URLs and Resources

Every building in a city has an address. Without addresses, you could describe a building by its appearance or its neighborhood, but you could never tell a taxi driver exactly where to go. Before URLs existed, finding something on the Internet was like that — you needed to know which application to open, which server to connect to, which protocol to speak, and which directory to look in. URLs collapsed all of that into a single string that anyone could share, bookmark, or click.

This section explains what resources are, how URLs name them, and how the pieces of a URL work together to tell an HTTP client exactly what to fetch and from where.

Resources

A resource is anything that can be served over the web. The term is deliberately broad. A resource might be a static file sitting on disk — an HTML page, a JPEG photograph, a PDF manual. It might also be a program that generates content on demand: a search engine returning results for your query, a stock ticker streaming live prices, or an API endpoint returning JSON.

What makes something a resource is not its format or its origin, but the fact that it can be identified by a name and retrieved by a client. HTTP does not care whether the bytes come from a file, a database, a camera feed, or a script. As far as the protocol is concerned, a resource is whatever the server sends back.

Media Types

When a server sends a resource, the client needs to know what kind of data it is receiving. A stream of bytes could be an image, a web page, or a compressed archive — the bits alone do not say.
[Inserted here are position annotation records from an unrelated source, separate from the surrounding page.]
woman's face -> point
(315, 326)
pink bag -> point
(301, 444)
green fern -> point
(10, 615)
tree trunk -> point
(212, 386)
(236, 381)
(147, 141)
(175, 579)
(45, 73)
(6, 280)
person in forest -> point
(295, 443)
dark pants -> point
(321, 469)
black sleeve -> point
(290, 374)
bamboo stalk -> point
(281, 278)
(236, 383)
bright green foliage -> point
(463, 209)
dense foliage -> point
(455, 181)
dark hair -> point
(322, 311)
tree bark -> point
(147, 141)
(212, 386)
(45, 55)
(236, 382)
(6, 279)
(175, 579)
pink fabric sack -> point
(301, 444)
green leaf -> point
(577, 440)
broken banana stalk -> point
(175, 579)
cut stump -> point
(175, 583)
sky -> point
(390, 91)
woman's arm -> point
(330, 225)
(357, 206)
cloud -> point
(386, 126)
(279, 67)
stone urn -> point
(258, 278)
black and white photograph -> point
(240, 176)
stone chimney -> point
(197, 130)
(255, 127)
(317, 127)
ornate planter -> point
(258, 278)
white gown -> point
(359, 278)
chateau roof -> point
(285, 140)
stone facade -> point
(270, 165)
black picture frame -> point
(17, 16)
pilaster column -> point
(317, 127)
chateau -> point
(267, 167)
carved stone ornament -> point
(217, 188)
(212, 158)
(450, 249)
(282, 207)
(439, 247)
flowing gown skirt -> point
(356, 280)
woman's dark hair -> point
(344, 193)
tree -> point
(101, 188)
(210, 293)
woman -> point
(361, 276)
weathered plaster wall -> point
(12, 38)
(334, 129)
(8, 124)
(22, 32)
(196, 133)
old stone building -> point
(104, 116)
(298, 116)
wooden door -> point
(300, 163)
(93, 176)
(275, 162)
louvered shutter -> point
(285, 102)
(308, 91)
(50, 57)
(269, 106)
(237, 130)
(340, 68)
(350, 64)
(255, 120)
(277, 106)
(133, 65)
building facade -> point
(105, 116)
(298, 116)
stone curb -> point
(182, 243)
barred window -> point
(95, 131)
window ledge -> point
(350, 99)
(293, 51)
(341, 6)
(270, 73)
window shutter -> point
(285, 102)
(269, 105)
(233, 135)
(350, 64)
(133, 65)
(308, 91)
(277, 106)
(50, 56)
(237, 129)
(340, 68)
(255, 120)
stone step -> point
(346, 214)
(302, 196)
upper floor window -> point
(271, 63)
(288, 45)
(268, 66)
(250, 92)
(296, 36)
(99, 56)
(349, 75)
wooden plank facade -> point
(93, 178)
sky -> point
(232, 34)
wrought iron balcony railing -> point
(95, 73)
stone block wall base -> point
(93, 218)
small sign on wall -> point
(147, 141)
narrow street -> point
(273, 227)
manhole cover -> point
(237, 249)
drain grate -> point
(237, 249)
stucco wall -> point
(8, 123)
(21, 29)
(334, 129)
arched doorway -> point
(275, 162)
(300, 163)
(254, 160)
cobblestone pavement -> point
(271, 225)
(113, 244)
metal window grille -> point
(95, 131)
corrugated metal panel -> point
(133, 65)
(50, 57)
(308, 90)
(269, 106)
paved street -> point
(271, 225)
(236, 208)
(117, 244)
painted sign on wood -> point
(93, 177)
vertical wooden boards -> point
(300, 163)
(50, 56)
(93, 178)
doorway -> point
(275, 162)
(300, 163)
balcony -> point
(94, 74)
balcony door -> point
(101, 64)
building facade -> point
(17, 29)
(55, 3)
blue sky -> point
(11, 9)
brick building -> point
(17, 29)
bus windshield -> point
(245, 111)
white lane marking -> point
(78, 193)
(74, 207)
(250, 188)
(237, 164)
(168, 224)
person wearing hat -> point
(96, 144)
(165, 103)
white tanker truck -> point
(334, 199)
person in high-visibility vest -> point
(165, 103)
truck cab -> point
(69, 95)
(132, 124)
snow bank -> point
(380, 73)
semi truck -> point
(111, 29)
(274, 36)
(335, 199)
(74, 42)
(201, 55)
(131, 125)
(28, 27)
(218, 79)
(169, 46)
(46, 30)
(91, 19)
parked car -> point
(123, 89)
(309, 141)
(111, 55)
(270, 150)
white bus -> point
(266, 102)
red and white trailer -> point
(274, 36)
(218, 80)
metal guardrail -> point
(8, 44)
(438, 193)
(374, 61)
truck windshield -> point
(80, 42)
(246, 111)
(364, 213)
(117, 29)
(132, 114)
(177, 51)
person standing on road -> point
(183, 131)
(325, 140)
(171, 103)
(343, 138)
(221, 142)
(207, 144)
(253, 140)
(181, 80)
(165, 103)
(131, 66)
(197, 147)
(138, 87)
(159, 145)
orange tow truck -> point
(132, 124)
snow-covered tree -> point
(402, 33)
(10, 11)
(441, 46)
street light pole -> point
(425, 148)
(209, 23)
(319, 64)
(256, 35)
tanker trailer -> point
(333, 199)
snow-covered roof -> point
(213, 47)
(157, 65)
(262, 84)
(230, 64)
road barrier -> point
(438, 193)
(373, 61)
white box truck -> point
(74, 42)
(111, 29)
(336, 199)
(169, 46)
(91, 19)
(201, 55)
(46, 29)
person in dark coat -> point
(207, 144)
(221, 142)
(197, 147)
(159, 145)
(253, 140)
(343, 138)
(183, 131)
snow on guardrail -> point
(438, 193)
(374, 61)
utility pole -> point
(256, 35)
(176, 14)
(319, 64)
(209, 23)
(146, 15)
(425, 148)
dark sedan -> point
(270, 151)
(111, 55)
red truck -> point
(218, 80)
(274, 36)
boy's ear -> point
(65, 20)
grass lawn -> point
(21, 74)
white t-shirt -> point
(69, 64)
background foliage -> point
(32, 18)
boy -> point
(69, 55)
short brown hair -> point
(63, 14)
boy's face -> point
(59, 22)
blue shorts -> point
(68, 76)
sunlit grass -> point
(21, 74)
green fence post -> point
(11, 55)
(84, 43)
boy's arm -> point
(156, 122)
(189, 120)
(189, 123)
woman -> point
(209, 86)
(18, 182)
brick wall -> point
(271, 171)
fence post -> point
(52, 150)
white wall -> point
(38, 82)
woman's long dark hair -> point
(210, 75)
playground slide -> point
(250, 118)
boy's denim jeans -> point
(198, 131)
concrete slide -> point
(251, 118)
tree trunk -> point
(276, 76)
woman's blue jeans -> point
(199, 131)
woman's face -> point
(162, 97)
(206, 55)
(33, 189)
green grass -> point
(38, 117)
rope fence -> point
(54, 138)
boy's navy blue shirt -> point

HTTP solves this with media types (also called MIME types), a labeling system borrowed from email.

A media type is a two-part string: a primary type and a subtype, separated by a slash:

Media Type Meaning

text/html

An HTML document

text/plain

Plain text with no formatting

image/jpeg

A JPEG photograph

image/png

A PNG image

application/json

JSON-formatted data

application/octet-stream

Arbitrary binary data (the catch-all)

The server communicates the media type in the Content-Type header:

HTTP/1.1 200 OK
Content-Type: image/png
Content-Length: 4096

<...4096 bytes of image data...>

The client reads this header and decides how to handle the body. A browser renders text/html as a web page, displays image/jpeg as a picture, and might offer to download application/octet-stream as a file. Media types are the reason the web can serve every kind of content through a single protocol.

URLs

A Uniform Resource Locator (URL) is the address of a resource on the Internet. It tells a client three things at once: how to access the resource (the protocol), where the resource lives (the server), and which resource to retrieve (the path).

http://www.example.com/seasonal/index-fall.html

This single string replaces what used to be a paragraph of instructions: "Open your FTP client, connect to this server, log in with these credentials, navigate to this directory, switch to binary mode, and download this file." A URL encodes all of that context into a compact, shareable format.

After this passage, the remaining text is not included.